Selain Indonesia, laporan NTE juga mencantumkan total 59 negara mitra dagang yang dianggap menerapkan hambatan perdagangan serupa. Negara-negara tersebut kini terancam dikenakan tarif resiprokal oleh AS.
Menanggapi hal tersebut, Direktur Center of Economic and Law Studies (Celios), Bhima Yudhistira, menegaskan bahwa Indonesia seharusnya tetap melanjutkan pengembangan QRIS dan GPN.
Menurutnya, kedua sistem ini justru merupakan bagian dari strategi memperkuat kedaulatan ekonomi digital dan memperluas inklusi keuangan nasional.
"Dengan adanya QRIS dan GPN, Indonesia tidak lagi tergantung pada infrastruktur pembayaran asing. Biaya transaksi menjadi lebih murah, dan data keuangan nasional dapat dikendalikan lebih baik oleh otoritas dalam negeri," ujarnya dilansir Kompas.com.

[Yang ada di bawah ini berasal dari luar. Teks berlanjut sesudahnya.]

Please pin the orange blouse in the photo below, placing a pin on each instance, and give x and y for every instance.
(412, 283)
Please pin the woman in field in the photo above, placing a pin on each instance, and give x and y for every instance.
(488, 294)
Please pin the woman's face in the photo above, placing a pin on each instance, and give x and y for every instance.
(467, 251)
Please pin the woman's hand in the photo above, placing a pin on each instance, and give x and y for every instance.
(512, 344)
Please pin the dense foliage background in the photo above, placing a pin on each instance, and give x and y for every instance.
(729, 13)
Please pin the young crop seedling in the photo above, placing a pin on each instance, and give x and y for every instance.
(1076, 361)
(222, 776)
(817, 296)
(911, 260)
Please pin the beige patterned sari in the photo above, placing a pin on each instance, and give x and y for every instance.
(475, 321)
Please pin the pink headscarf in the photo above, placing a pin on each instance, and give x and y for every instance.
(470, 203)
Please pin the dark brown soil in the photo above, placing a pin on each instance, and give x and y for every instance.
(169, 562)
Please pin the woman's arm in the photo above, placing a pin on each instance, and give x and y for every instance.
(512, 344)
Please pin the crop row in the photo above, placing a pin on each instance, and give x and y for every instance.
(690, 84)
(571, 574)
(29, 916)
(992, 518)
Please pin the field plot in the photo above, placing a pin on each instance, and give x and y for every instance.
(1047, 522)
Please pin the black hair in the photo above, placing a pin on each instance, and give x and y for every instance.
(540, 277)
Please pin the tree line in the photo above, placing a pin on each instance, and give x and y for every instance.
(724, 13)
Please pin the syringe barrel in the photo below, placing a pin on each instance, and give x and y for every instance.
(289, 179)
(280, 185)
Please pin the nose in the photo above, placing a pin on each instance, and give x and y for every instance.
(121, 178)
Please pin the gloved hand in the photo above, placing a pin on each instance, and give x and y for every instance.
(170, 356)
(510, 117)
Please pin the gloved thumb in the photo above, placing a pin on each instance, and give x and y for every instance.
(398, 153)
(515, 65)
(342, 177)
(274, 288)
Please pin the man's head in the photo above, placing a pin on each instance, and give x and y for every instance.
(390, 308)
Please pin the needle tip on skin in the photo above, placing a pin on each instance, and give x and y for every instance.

Menurut Bhima, kritik AS tidak lepas dari kekhawatiran akan turunnya dominasi perusahaan seperti Visa dan Mastercard di Indonesia. Sejak diterapkannya QRIS, penggunaan sistem luar seperti kartu kredit buatan AS semakin menurun.
"Ini soal pasar. Mereka khawatir pangsa mereka menyusut karena kita punya sistem sendiri yang efisien dan lebih murah,” jelas Bhima.
Senada dengan Bhima, ekonom UPN Veteran Jakarta, Achmad Nur Hidayat, mengatakan bahwa sebelum GPN diterapkan, sekitar 90% transaksi kartu di Indonesia dikuasai oleh jaringan internasional, dengan biaya switching yang tinggi.
GPN hadir untuk menekan biaya tersebut sekaligus memperkuat kontrol Indonesia atas sistem keuangan. Namun, AS menilai QRIS dan GPN tidak sesuai dengan standar internasional yang mereka anut.
"Ada paradoks. Di satu sisi AS bicara integrasi sistem global, tapi di sisi lain mereka tidak mau menyesuaikan diri dengan standar lokal yang sudah terbukti efektif," ungkap Achmad.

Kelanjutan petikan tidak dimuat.